Quand utiliser le bag-of-words
Utilisez le BoW (ou mieux, TF-IDF) quand vous avez des contraintes de ressources et ne pouvez pas utiliser de GPU. Quand vous avez besoin d’interprétabilité totale, ce qui est courant en environnement réglementé (finance, santé). Quand votre corpus est petit (quelques centaines à quelques milliers de documents) et qu’un transformer serait excessif. Quand vous construisez un prototype rapide pour valider une hypothèse avant d’investir dans un modèle plus complexe. Et quand la tâche est « facile » au sens NLP (catégories bien séparées, vocabulaire discriminant) : un BoW + Naive Bayes peut atteindre 95 %+ de précision sur la détection de spam, rendant tout modèle plus complexe superflu.
Ne l’utilisez pas quand la compréhension sémantique est critique (synonymes, paraphrases), quand l’ordre des mots compte (traduction, génération de texte), ou quand vous avez suffisamment de données et de ressources pour entraîner un modèle transformer qui sera significativement meilleur.
Malgré ses limites, le bag-of-words n’est pas mort. Son interprétabilité totale, sa vitesse d’exécution et sa simplicité en font un outil précieux pour le prototypage rapide, les baselines de comparaison et les environnements à ressources limitées. C’est toujours le premier modèle à essayer avant d’investir dans des approches plus complexes.
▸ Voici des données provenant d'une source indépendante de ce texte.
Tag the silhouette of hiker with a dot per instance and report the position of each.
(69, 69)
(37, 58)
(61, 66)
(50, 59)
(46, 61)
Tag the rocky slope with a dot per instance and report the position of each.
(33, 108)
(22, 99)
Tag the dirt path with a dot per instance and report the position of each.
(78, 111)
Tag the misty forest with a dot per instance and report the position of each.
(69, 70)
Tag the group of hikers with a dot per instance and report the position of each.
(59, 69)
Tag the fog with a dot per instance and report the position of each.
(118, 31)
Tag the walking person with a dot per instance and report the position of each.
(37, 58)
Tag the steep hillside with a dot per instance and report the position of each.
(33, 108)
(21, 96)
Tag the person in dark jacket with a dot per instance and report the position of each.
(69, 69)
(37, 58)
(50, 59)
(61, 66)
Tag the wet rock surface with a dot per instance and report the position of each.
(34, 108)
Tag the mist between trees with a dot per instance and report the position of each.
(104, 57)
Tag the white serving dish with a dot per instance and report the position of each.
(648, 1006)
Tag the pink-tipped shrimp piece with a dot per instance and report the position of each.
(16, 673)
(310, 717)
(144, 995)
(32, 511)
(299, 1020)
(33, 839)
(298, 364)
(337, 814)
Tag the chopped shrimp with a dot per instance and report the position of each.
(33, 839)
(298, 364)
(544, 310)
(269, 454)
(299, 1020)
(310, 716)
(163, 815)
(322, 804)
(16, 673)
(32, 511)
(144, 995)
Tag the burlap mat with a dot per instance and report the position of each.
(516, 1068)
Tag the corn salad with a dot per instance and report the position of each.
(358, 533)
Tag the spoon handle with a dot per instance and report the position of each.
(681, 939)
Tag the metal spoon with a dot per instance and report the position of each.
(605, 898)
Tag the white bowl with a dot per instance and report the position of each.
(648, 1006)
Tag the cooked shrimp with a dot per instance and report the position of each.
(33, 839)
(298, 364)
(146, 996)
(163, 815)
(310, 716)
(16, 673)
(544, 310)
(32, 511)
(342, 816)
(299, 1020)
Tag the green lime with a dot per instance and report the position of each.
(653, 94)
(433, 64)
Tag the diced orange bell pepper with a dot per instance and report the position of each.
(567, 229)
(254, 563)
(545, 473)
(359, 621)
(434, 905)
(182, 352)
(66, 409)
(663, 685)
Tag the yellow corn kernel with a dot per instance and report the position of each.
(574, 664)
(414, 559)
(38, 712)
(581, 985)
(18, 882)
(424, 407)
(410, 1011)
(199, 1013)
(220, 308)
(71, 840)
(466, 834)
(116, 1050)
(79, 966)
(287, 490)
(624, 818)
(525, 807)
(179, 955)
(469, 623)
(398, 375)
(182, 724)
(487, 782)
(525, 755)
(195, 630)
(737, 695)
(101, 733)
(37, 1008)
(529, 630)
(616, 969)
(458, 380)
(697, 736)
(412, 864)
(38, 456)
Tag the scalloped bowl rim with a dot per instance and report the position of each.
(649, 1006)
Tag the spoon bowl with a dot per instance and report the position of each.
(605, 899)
Questions fréquentes sur le bag-of-words
Qu’est-ce que le bag-of-words simplement ?
Le bag-of-words convertit un texte en vecteur numérique en comptant combien de fois chaque mot apparaît. Imaginez vider une phrase dans un sac : vous perdez l’ordre des mots mais vous savez quels mots sont présents et combien de fois. Ce vecteur numèrique peut ensuite être utilisé par des algorithmes de machine learning pour la classification, le clustering ou la recherche de documents.
Quelle est la différence entre bag-of-words et TF-IDF ?
Le bag-of-words compte les occurrences de chaque mot sans distinction. TF-IDF ajoute une pondération qui pénalise les mots courants (comme « le », « de ») et valorise les mots rares et distinctifs. Résultat : en BoW, le mot « le » domine le vecteur car il est fréquent. En TF-IDF, son poids est quasi nul. TF-IDF est supérieur au BoW brut dans la quasi-totalité des cas pratiques.
Le bag-of-words est-il encore utilisé avec les LLM ?
Pas directement. Les LLM et transformers utilisent des représentations bien plus sophistiquées (embeddings contextuels). Cependant, le bag-of-words reste pertinent comme baseline de comparaison, pour les projets avec des contraintes de ressources (pas de GPU), quand l’interprétabilité est nécessaire (compliance, audit), et dans les systèmes hybrides combinant recherche lexicale et sémantique. Une étude de 2025 a confirmé que les modèles BoW enrichis restent compétitifs face aux approches neuronales sur de nombreuses tâches.
Comment améliorer un modèle bag-of-words ?
Plusieurs leviers existent. Passer à TF-IDF plutôt que le comptage brut. Ajouter des n-grams (bigrams, trigrams) pour capturer les expressions composées. Supprimer les stopwords pour réduire le bruit. Appliquer le stemming ou la lemmatisation pour regrouper les variantes morphologiques. Limiter le vocabulaire avec max_features, max_df et min_df. Tester le mode binaire (binary=True) pour certaines tâches de classification.
Comment implémenter un bag-of-words en Python ?
La méthode standard utilise scikit-learn : from sklearn.feature_extraction.text import CountVectorizer, puis vectorizer = CountVectorizer() et X = vectorizer.fit_transform(corpus). Le résultat est une matrice sparse où chaque ligne est un document et chaque colonne un mot du vocabulaire. Pour passer à TF-IDF (recommandé), remplacez simplement CountVectorizer par TfidfVectorizer.